I've tagged this post as WordPress, but I'm not entirely sure it's WordPress-specific, so I'm posting it on StackOverflow rather than WPSE. The solution doesn't have to be WordPress-specific, simply PHP.
The Scenario
I run a fishkeeping website with a number of tropical fish Species Profiles
and Glossary
entries.
Our website is oriented around our profiles. They are, as you may term it, the bread and butter of the website.
What I'm hoping to achieve is that, in every species profile which mentions another species or a glossary entry, I can replace those words with a link - such as you'll see here. Ideally, I would also like this to occur in news, articles and blog posts too.
We have nearly 1400 species profiles
and 1700 glossary entries
. Our species profiles are often lengthy and at last count our species profiles alone numbered more than 1.7 million words
of information.
What I'm Currently Attempting
Currently, I have a filter.php
with a function that - I believe - does what I need it to do. The code is quite lengthy, and can be found in full here.

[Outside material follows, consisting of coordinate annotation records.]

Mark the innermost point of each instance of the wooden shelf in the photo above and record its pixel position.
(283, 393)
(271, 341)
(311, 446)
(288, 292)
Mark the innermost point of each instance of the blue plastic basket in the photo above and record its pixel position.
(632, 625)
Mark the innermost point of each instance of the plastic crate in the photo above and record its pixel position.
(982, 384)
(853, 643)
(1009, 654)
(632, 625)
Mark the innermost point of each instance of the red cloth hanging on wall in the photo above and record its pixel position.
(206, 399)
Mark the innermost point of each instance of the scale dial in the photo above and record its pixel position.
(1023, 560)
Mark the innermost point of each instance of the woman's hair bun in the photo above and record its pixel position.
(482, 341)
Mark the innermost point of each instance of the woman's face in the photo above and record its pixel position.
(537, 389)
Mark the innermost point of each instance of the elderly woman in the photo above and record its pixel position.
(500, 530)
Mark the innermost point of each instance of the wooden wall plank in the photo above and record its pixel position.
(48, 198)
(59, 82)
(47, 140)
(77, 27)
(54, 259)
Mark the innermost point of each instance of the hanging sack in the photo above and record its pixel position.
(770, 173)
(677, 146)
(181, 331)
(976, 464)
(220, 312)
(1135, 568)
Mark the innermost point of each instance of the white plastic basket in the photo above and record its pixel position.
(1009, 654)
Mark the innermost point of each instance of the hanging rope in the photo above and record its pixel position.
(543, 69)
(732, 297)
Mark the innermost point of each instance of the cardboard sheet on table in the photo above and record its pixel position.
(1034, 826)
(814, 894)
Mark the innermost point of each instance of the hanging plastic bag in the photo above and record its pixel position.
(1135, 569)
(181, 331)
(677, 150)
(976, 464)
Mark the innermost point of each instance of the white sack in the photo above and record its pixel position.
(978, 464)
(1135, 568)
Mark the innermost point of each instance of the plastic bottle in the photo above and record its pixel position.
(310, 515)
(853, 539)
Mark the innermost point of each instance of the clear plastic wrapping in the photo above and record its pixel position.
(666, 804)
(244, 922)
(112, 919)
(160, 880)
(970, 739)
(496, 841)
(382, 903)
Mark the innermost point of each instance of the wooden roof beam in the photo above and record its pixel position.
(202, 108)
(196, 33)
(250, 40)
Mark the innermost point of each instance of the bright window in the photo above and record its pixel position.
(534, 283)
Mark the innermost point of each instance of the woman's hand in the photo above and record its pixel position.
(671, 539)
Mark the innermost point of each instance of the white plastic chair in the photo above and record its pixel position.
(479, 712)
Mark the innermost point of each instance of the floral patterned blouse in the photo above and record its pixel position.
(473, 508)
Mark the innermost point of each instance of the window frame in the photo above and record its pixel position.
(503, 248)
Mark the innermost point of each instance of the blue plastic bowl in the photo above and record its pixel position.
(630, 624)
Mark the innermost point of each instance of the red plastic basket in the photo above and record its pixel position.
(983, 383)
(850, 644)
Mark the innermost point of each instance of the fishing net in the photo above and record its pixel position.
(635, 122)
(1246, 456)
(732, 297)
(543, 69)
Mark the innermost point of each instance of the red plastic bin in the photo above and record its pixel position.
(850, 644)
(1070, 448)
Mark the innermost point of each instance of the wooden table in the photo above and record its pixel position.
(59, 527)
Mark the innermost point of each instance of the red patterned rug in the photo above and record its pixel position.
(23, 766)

In addition, in my WordPress theme's functions.php
, I have the following:
# ==============================================================================================
# [Filter]
#
# Every hour, using WP_Cron, `my_updated_posts` is checked. If there are new Post IDs in there,
# it will run a filter on all of the post's content. The filter will search for Glossary terms
# and scientific species names. If found, it will replace those names with links including a
# pop-up.
include "filter.php";
# ==============================================================================================
# When saving a post (new or edited), check to make sure it isn't a revision then add its ID
# to `my_updated_posts`.
add_action( 'save_post', 'my_set_content_filter' );
function my_set_content_filter( $post_id ) {
if ( !wp_is_post_revision( $post_id ) ) {
$post_type = get_post_type( $post_id );
if ( $post_type == "species" || ( $post_type == "post" && in_category( "articles", $post_id ) ) || ( $post_type == "post" && in_category( "blogs", $post_id ) ) ) {
//get the previous value
$ids = get_option( 'my_updated_posts' );
//add new value if necessary
if( !in_array( $post_id, $ids ) ) {
$ids[] = $post_id;
update_option( 'my_updated_posts', $ids );
}
}
}
}
# ==============================================================================================
# Add the filter to WP_Cron.
add_action( 'my_filter_posts_content', 'my_filter_content' );
if( !wp_next_scheduled( 'my_filter_posts_content' ) ) {
wp_schedule_event( time(), 'hourly', 'my_filter_posts_content' );
}
# ==============================================================================================
# Run the filter.
function my_filter_content() {
//check to see if posts need to be parsed
if ( !get_option( 'my_updated_posts' ) )
return false;
//parse posts
$ids = get_option( 'my_updated_posts' );
update_option( 'error_check', $ids );
foreach( $ids as $v ) {
if ( get_post_status( $v ) == 'publish' )
run_filter( $v );
update_option( 'error_check', "filter has run at least once" );
}
//make sure no values have been added while loop was running
$id_recheck = get_option( 'my_updated_posts' );
my_close_out_filter( $ids, $id_recheck );
//once all options, including any added during the running of what could be a long cronjob are done, remove the value and close out
delete_option( 'my_updated_posts' );
update_option( 'error_check', 'working m8' );
return true;
}
# ==============================================================================================
# A "difference" function to make sure no new posts have been added to `my_updated_posts` whilst
# the potentially time-consuming filter was running.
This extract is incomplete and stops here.